Growth expected to return in the second half of 2009. Forecasts are still uncertain but fears of a severe, prolonged recession are fading.
The EU economy is showing clear signs of recovery and looks set to return to growth in the second half of 2009. However, with the strong downturn at the end of 2008 and start of the year, the forecast for 2009 as a whole remains unchanged: GDP is expected to fall by 4% in both the EU and the eurozone.
To some extent, the improving outlook for Europe reflects brighter prospects around the world. Some regions – notably emerging Asian economies -- anticipate marked growth over the next 6 months.
But there are other specifically European reasons for optimism too.

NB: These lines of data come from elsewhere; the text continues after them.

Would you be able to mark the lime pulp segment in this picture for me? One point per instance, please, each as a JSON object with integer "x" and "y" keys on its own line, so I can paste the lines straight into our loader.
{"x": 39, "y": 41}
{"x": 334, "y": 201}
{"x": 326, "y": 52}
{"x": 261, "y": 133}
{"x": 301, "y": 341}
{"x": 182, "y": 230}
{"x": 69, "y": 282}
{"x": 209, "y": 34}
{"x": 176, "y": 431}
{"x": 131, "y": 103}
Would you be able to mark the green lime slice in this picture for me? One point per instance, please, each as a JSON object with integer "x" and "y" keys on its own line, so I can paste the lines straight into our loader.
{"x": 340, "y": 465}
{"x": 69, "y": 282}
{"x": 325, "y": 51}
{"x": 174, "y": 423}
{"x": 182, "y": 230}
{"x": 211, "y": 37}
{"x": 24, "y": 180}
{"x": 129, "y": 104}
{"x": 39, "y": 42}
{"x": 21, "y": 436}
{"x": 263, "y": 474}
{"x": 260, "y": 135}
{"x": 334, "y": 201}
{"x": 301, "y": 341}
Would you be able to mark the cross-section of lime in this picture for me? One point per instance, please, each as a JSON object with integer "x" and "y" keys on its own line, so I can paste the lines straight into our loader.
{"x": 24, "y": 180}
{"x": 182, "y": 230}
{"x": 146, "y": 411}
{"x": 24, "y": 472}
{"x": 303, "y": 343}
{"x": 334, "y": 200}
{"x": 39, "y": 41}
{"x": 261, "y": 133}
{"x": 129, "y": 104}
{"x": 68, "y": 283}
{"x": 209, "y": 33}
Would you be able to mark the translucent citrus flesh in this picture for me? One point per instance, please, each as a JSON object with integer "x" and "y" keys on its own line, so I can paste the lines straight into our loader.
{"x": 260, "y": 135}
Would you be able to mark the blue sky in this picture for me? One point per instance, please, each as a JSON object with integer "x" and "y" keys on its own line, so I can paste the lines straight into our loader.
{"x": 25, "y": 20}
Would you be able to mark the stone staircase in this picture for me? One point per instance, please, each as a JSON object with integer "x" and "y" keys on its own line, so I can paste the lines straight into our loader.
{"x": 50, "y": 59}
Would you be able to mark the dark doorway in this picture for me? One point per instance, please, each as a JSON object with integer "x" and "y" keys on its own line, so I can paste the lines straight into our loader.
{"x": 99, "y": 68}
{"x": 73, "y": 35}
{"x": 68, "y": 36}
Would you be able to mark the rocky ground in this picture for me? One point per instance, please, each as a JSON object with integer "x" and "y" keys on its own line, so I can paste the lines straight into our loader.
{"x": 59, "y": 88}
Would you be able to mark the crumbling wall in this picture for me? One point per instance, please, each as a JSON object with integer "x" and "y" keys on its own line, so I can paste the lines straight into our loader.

Conditions on financial markets have improved, and economic activity is picking up, boosted by car-scrapping schemes and other forms of government spending.
Consumer price inflation declined in the first half of the year, as the cost of energy and food eased off from last year’s highs. But with most commodities on the rise, inflation rates are expected to increase toward the end of 2009.
For the year as a whole, consumer price inflation will likely remain unchanged at 0.9% in the EU and 0.4% in the eurozone. The outlook for next year remains uncertain, with job markets and public finances still feeling the effects of the economic crisis.
The coming recovery could be surprisingly strong. Whether it can be sustained remains to be seen. The Commission's next forecast, due out in November, will look ahead to the end of 2011 for all 27 EU countries.
The Commission usually publishes economic forecasts 4 times a year – comprehensive spring and autumn forecasts and smaller interim forecasts in February and September.
This interim forecast is based on updated projections for France, Germany, Italy, the Netherlands, Poland, Spain and the UK – together accounting for some 80% of the EU’s GDP.